Un láser a 36.000 kilómetros: la nueva apuesta china
Starlink prometía velocidades de hasta 400 Mbps, y la siguiente generación apunta a 1 Gbps. Pero la órbita LEO, como un atasco en la autopista, empieza a mostrar signos de saturación. La respuesta de China no es lanzar más satélites a ese mismo lugar, sino redefinir las reglas del juego. Han logrado transmitir 2 vatios de energía mediante un láser desde una altura asombrosa: 36.000 kilómetros. Para ponerlo en perspectiva, eso es suficiente para encender una bombilla. Y lo hicieron con fiabilidad.

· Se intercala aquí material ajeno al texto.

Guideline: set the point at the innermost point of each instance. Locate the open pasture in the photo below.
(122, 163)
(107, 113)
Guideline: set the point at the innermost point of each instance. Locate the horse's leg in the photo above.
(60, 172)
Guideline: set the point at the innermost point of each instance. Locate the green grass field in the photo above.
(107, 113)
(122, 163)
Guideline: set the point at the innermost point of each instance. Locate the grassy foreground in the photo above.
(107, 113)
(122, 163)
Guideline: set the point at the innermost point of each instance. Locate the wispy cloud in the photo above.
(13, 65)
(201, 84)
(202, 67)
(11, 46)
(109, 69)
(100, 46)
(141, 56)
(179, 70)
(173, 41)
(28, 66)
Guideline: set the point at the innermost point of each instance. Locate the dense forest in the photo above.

La clave está en la GEO, una órbita que ha sido utilizada durante décadas para comunicaciones y satélites de investigación, pero que se consideraba ineficiente para ofrecer acceso rápido a internet. El problema, hasta ahora, residía en la distorsión de la señal al atravesar la atmósfera. Pero los investigadores chinos han encontrado la solución: la refracción mediante óptica terrestre, una técnica que permite sortear las limitaciones físicas.
Lo que nadie cuenta es que esta Tecnología libera a China de la necesidad de desplegar una constelación masiva de satélites en la LEO, un movimiento que habría supuesto una inversión colosal y, a la larga, una competencia feroz con otros actores como Amazon Kuiper o el proyecto europeo IRIS². La eficiencia, al parecer, se impone a la cantidad.

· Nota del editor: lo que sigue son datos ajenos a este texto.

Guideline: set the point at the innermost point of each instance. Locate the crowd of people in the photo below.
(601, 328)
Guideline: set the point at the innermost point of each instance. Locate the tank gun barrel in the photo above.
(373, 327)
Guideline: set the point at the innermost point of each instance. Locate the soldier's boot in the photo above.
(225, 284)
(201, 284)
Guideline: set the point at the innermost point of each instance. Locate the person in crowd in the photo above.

¿El fin de la era starlink?
Es pronto para decretar la muerte de Starlink, pionero en este campo. Pero la demostración de China supone un golpe significativo para SpaceX y sus competidores. La órbita GEO, con su menor saturación y la posibilidad de comunicaciones de alta velocidad mediante láser, ofrece una ventaja competitiva estratégica. Más aún, la infraestructura de red que China está construyendo, lejos de replicar el modelo de constelación satelital, se centra en una red estable y eficiente.

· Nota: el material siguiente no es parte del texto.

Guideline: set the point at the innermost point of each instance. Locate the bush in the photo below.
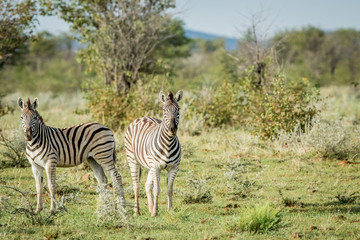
(4, 109)
(118, 110)
(282, 108)
(273, 107)
(333, 140)
(257, 219)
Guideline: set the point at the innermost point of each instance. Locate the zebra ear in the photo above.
(35, 103)
(162, 97)
(20, 103)
(178, 95)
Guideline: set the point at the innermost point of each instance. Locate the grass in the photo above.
(298, 175)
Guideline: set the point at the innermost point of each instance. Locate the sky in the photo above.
(229, 18)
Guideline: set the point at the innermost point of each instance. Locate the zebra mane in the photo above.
(171, 96)
(39, 116)
(28, 103)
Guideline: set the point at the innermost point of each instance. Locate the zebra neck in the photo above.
(166, 138)
(40, 136)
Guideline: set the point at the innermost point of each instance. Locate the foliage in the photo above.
(282, 108)
(121, 36)
(333, 140)
(119, 110)
(17, 20)
(4, 108)
(258, 219)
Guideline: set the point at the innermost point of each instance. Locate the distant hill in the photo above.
(230, 43)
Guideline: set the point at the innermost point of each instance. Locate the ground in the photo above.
(313, 204)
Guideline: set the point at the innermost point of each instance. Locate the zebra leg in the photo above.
(38, 171)
(135, 175)
(170, 183)
(155, 172)
(51, 174)
(99, 173)
(109, 167)
(149, 188)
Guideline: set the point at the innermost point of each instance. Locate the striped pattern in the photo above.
(153, 144)
(48, 148)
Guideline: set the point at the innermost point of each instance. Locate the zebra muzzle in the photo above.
(28, 135)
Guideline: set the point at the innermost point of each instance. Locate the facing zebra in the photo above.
(48, 148)
(153, 144)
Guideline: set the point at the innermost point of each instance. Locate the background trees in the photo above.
(17, 20)
(121, 36)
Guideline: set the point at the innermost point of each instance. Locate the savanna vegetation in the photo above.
(269, 131)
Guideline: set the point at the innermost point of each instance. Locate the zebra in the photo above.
(152, 143)
(48, 148)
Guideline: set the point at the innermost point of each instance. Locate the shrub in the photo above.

La prueba piloto del año pasado, con la transmisión de 2 W de energía, solo es el comienzo. El margen de mejora es enorme, y la Tecnología está lista para escalar. Adiós al modo avión aburrido, pero también adiós a la necesidad de llenar el cielo de satélites. China ha abierto una nueva vía para el futuro del internet, una vía que podría redefinir la forma en que nos conectamos al mundo.
La cifra habla por sí sola: 36.000 kilómetros. Un salto cuántico en las comunicaciones espaciales que deja a Starlink, por ahora, mirando hacia arriba con una mezcla de asombro y preocupación.